You can install a keylogger, but you can't use it to access another's communications (except for a child). You would be unlawfully monitoring another's communications. 
Do you believe you can record your wife's phone conversations because they take place on the family phone?
Can you open your neighbor's mail if the postal carrier accidentally delivers it to your mailbox?

Again, I'm not telling people what to do or what not to do. But I do think it's best people make these decisions with full knowledge of the potential consequences.
Is that bad?
_Posted via Mobile Device_


----------



## Thorburn (Nov 23, 2011)

FrankKissel said:


> Wait ....you're saying NOT spying is a form of insecurity? Hmmm.
> 
> Perhaps they've also been taught the values of respecting the law. It's not my place to tell people to spy or not spy, but I do find it sometimes troubling that so many here eagerly tell others to break the law (such as with VARs, keyloggers, GPS, hacking emails, etc.) without at least giving fair warning that they would be, you know, breaking the law.
> If that's what someone feels is necessary, they can certainly make that decision. But they should at least be aware of the potential consequences.
> _Posted via Mobile Device_


What I find here on TAM is that the typical advice is that if you are going to do these things check with an attorney. I did. I did not break the law when I put a GPS on my wife's car, or got passwords off her computer, or put a keylogger on her computer, etc. And to be honest, I would not have given a rat's as* if it was illegal.


----------



## me2pointoh (Jan 31, 2012)

that_girl said:


> We googled EAs and talked about them and he was SHOCKED. He said he had no idea that EAs existed...and how fine the line is between friendship and EAs. He was puzzled. He thought affairs were only sexual.
> 
> We talked a lot that night about EAs and the whole time, he was open to talking about it and then was a little sheepish. He said they only talked about work and her issues (which I believe beause he's private) but he said he didn't realize EAs existed. He liked her as a friend, but could see how more contact could cause more (this talk was 4 months ago) He really thought about it.
> 
> Whether or not he was in an EA is not my concern. My concern was even though he truly believed they were just friends (hubs has always had female friends), I wanted him to know what an EA was. I trusted him but did NOT trust her. At all. I guess he saw the problems in their conversating and nipped it.

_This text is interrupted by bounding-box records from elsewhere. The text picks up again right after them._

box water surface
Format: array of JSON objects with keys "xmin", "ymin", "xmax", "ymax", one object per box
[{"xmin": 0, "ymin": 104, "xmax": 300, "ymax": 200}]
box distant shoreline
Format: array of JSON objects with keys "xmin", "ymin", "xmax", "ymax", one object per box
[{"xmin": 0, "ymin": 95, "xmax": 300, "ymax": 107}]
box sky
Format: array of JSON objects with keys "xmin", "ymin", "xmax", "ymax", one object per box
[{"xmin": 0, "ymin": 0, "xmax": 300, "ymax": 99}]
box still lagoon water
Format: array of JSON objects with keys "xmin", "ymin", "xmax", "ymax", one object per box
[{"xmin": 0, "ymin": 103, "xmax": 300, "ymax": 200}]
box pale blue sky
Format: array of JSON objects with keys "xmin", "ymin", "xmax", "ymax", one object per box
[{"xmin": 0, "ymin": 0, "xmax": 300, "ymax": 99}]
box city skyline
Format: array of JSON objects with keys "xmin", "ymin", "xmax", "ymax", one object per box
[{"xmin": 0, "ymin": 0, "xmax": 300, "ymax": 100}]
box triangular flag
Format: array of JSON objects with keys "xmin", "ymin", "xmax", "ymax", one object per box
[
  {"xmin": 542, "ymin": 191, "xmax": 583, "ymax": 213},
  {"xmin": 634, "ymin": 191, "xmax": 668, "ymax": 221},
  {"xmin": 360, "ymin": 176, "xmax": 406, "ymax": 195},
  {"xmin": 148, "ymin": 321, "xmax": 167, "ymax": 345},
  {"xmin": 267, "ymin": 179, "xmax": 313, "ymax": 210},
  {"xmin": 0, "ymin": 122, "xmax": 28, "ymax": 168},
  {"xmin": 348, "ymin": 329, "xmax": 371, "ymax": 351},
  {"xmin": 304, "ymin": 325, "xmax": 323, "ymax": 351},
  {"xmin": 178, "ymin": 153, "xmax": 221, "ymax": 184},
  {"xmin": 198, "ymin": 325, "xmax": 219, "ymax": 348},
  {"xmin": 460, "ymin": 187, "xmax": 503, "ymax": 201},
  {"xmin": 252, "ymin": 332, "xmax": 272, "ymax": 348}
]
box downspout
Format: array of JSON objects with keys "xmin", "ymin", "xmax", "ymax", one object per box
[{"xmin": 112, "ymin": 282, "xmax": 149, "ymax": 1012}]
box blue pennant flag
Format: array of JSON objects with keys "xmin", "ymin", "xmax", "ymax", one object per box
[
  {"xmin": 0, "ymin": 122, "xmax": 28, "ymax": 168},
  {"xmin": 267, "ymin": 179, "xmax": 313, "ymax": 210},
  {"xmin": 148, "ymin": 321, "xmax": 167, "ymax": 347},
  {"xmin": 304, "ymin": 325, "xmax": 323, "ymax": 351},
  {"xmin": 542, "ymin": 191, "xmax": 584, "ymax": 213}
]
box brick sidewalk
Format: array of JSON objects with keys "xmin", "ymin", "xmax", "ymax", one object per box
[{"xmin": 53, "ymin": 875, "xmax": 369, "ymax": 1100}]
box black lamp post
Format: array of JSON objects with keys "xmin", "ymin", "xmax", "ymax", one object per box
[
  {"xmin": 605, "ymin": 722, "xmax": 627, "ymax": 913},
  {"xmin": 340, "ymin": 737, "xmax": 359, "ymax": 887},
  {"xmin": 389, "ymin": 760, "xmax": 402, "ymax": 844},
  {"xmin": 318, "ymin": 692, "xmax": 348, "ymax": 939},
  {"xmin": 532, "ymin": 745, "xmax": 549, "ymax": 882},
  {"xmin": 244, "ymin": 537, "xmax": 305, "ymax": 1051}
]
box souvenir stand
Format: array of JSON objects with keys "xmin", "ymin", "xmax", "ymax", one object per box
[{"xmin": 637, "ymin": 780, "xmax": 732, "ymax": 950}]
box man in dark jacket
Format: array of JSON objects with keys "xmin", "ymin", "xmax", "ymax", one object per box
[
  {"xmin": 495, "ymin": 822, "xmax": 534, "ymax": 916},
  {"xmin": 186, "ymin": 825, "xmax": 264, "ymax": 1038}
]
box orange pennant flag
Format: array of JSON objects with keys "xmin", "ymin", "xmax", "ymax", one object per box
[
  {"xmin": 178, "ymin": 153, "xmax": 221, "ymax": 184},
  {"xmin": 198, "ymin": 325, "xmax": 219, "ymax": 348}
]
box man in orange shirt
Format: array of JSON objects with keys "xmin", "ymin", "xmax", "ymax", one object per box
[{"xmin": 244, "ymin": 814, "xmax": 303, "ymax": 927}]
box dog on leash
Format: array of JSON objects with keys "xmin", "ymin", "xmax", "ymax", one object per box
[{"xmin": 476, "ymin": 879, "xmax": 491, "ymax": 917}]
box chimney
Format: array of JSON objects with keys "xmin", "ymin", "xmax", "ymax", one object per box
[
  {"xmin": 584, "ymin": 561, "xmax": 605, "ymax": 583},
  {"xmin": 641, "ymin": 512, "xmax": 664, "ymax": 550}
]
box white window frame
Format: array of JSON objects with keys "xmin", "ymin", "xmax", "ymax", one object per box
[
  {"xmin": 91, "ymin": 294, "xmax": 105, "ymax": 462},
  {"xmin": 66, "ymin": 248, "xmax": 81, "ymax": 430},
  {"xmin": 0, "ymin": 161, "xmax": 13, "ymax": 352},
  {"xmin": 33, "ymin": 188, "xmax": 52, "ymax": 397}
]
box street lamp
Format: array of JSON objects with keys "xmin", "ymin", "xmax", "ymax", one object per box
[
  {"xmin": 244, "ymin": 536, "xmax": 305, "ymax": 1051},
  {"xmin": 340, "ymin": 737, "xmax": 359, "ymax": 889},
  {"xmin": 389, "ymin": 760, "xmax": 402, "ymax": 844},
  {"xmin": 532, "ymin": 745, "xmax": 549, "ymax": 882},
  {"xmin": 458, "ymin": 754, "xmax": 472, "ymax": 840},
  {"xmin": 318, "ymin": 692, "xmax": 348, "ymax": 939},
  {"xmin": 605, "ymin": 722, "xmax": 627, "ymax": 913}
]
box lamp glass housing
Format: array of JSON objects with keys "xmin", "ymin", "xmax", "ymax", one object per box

This was really good. My h did not want to buy that his friendship was any kind of A - couldn't be if it wasn't PA. Eventually he came around. We are reading "Not Just Friends" together also and he's finding it painful to come to terms with the fact that the story unfolding was so... clearly textbook typical. The development of their friendship, going to her for marriage talk (advice? comfort?), conspiring to keep a secret from me (he says that's when he knew it was wrong), hysterical bonding, and the fog.

Of course, then there's the atypical ADHD part that drives me crazy.


----------



## Affaircare (Jan 11, 2010)

FrankKissel said:


> You can install a keylogger, but you can't use it to access another's communications (except for a child). You would be unlawfully monitoring another's communications.
> Do you believe you can record your wife's phone conversations because they take place on the family phone?
> Can you open your neighbor's mail if the postal carrier accidentally delivers it to your mailbox?
> 
> ...


Just to be crystal clear, here is a link to a site that has all the Electronic Surveillance Laws by state. What FrankKissel says here is not incorrect and yet what Thorburn says is not incorrect either. That's because the laws are different in every state. 

For example, in some states, if I own the vehicle I can put a VAR in the car and record anything in the car. However in other states, even if I own the car, one of the parties in the conversation has to KNOW they are being recorded and has to give their permission. So in State #2, I could record a convo between spouse and myself, and as one of the parties I would know I am recording and I could give my permission; however I could NOT record a convo between spouse and anyone else, because neither party would KNOW or give permission!!

In some states, if you own the computer you can add a keylogger (or if the two of you own the home computer as mutual marital property)--in other states you can't. In some states, if you both own the home computer as marital property, and you both use the computer, and you both have a list of each other's passwords--then YEP you can go into your spouse's email and read them. In other states you can't! 

Thus it is ALWAYS wise to check your state first and know what is or is not legal...and what would or would not be admissible evidence. For example, some people want to find out the truth even though they would never be able to use it in a court of law as evidence. So BE INFORMED--and then make decisions accordingly!


----------